Structure of the Ndc80 complex and its interactions at the yeast kinetochore-microtubule interface.

Abstract

The conserved Ndc80 kinetochore complex, Ndc80c, is the principal link between mitotic spindle microtubules and centromere-associated proteins. We used AlphaFold 2 (AF2) to obtain predictions of the Ndc80 'loop' structure and of the Ndc80 : Nuf2 globular head domains that interact with the Dam1 subunit of the heterodecameric DASH/Dam1 complex (Dam1c). The predictions guided design of crystallizable constructs, with structures close to the predicted ones.

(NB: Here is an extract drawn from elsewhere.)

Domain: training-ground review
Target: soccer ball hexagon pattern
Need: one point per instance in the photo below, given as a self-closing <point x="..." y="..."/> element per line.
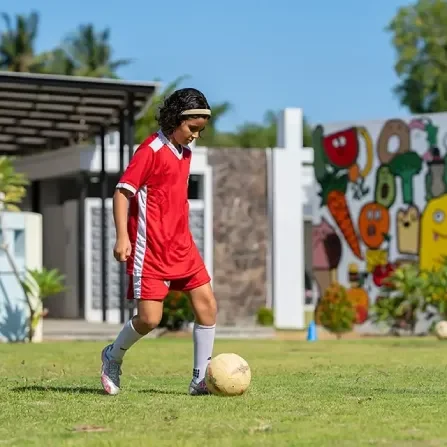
<point x="228" y="374"/>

The Ndc80 'loop' is a stiff, α-helical 'switchback' structure; AF2 predictions and positions of preferential cleavage sites indicate that flexibility within the long Ndc80c rod occurs instead at a hinge closer to the globular head. Conserved stretches of the Dam1 C terminus bind Ndc80c such that phosphorylation of Dam1 serine residues 257, 265 and 292 by the mitotic kinase Ipl1/Aurora B can release this contact during error correction of mis-attached kinetochores. We integrate the structural results presented here into our current molecular model of the kinetochore-microtubule interface. The model illustrates how multiple interactions between Ndc80c, DASH/Dam1c and the microtubule lattice stabilize kinetochore attachments.